İçinden geldiği gibi konuşuyor. Görünüşü 50’li yaşların sonu ya da 60’ların başı gibi. Hafif kızarmış yanakları ve azıcık titreyen elleri iyi bir “akşamcı” olduğu izlenimini verse bile hareketleri çevik ve göbek yok. Ama yüzüne dikkatli baktığınızda ilk dikkati çeken mavi gözler. Afacan bir çocuğunki gibi bakışları hem muzip hem de sevgi dolu. Henüz hayatın sillesini yememiş çocuklar
gibi de düşündüğünü söylüyor. Karşısındaki ünlüymüş, para babasıymış, yetkili ve etkiliymiş... Onun umurunda değil... Adı Tuğrul. Çeşme yakınındaki Langusta lokantasının sahibi...
Ben böyle adama “şahsiyetli ve haysiyetli” derim.

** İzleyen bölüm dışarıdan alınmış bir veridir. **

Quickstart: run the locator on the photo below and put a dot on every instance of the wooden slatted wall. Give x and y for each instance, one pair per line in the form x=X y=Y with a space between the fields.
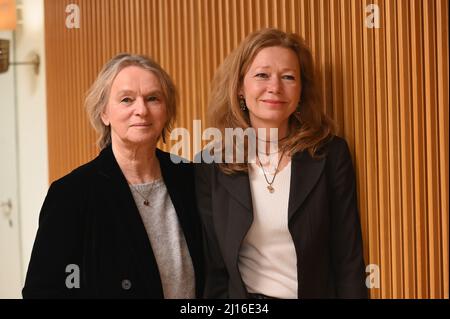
x=386 y=88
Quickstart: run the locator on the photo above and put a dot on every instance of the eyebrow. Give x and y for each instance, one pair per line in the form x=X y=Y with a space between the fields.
x=131 y=92
x=268 y=67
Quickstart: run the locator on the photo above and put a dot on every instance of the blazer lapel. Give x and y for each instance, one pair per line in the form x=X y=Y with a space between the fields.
x=304 y=176
x=238 y=186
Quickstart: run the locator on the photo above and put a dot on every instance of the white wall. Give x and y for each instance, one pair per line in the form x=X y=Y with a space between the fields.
x=10 y=251
x=32 y=125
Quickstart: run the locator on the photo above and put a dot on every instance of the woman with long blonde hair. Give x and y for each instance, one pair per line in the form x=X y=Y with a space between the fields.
x=287 y=227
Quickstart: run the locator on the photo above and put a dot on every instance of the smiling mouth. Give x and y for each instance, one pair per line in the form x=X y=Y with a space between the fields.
x=141 y=125
x=273 y=102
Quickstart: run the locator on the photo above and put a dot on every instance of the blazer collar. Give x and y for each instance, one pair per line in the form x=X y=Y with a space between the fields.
x=304 y=176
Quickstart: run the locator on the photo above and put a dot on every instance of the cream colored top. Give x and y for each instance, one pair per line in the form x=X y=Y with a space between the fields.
x=267 y=259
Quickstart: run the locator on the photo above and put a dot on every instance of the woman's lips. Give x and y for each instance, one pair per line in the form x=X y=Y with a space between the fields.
x=141 y=125
x=274 y=102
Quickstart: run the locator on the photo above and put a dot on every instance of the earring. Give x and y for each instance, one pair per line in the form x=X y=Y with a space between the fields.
x=242 y=104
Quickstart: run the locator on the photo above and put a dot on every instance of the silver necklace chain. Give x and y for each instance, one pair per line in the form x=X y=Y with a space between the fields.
x=270 y=188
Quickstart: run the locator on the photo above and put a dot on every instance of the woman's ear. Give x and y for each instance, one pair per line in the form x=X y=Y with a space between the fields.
x=105 y=118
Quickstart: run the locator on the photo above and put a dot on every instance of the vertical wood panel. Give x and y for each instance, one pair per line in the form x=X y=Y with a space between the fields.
x=386 y=88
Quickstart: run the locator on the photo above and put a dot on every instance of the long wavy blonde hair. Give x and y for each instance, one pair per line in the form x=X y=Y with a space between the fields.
x=309 y=127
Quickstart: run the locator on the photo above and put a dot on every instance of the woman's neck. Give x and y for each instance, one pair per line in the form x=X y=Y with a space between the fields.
x=139 y=164
x=269 y=140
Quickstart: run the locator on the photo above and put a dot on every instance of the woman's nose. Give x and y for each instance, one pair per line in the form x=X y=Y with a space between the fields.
x=274 y=85
x=141 y=107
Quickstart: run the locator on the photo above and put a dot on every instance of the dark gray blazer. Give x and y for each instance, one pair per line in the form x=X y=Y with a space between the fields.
x=323 y=221
x=90 y=219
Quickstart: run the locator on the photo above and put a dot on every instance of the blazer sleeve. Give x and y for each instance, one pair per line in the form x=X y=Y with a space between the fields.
x=346 y=240
x=216 y=275
x=57 y=248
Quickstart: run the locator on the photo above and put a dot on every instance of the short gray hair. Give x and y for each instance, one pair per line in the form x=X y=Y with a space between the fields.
x=98 y=94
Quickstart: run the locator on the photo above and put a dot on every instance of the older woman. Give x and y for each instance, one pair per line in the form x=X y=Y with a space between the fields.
x=124 y=225
x=286 y=227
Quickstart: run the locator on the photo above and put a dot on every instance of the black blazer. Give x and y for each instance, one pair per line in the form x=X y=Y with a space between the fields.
x=90 y=219
x=323 y=222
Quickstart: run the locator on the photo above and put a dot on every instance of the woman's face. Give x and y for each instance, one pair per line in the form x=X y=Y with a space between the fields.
x=272 y=87
x=136 y=108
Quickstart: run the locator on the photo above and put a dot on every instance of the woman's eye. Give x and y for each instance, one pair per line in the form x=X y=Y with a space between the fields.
x=152 y=98
x=289 y=77
x=126 y=100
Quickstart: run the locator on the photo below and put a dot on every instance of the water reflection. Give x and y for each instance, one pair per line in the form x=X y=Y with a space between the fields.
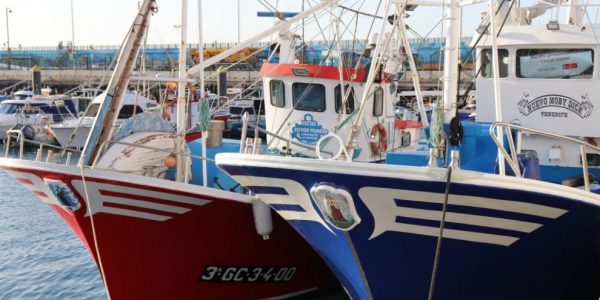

Ama maalesef çapı küçük ama egosu büyük insanlara “ağam, paşam” denen bir ülkede lokantacılık yapıyor. O yüzden de
adı “aksi adam”a çıkmış...
Bu sefer durum biraz farklı. Yukarıdaki lafların muhatabı bey de ünlü hatta çok ünlü ama şöhretini hazmetmiş, mütevazı ve donanımlı. Onun da gözleri açık renk ve karşısındakini dikkatle süzen arkadaşça bakışları orta yaşa gelmesine rağmen içindeki idealizmin fokur fokur kaynamaya devam ettiğini gösteriyor.
Mezelerin hepsi taze
ve hiçbiri yavan değil
“Tamamdır” diyor: “Sen istediğin gibi seçimini yap, masayı donat, bundan sonrası senin elinde”. Kasıntı olmayan, rahat ve samimi ama abartıya kaçmayan tavırlar Tuğrul beyi rahatlatıyor. Hemen tezgahtan canlı böcekleri seçip gözümüzün önünde tartıyor. “Balıkçı” denince “kazıkçı” anlaşılan bir ülke için çok önemli ve medeni bir davranış bu. Masamıza geçiyoruz. “Şarap mı rakı mı?” diye soruluyor. Şarap diyoruz. Diyoruz da ben mezeleri görünce, daha doğrusu tadınca biraz pişman oluyorum. Örneğin Niko ve Zapkino. İlkinde süzme yoğurt var, ikincisinde yok. Ama ikisinde de bol baharat, közlenmiş ve kurutulmuş sivri acı biber ile sarmısak var. İkisi de enfes. İkisini de kızarmış ekmeğe sürüp yemek hem iştah açıyor hem de geniz yakıyor. Tam rakılık bunlar! Bu ikisini başka hiçbir yerde görmedim. Diğer soğuklar daha klasik mezeler ama hepsi taze ve hiçbiri yavan değil. Süzme yoğurtlu bamya kıtır kıtır. Keza kaya koruğu son derece taze ve ideal rakı mezesi. Fava güzel ama bol sarmısak ve közlenmiş kırmızı biberli patlıcan salatası daha da özel. Ama Tuğrul bey sanatını asıl ara sıcaklar ile konuşturmaya başlıyor...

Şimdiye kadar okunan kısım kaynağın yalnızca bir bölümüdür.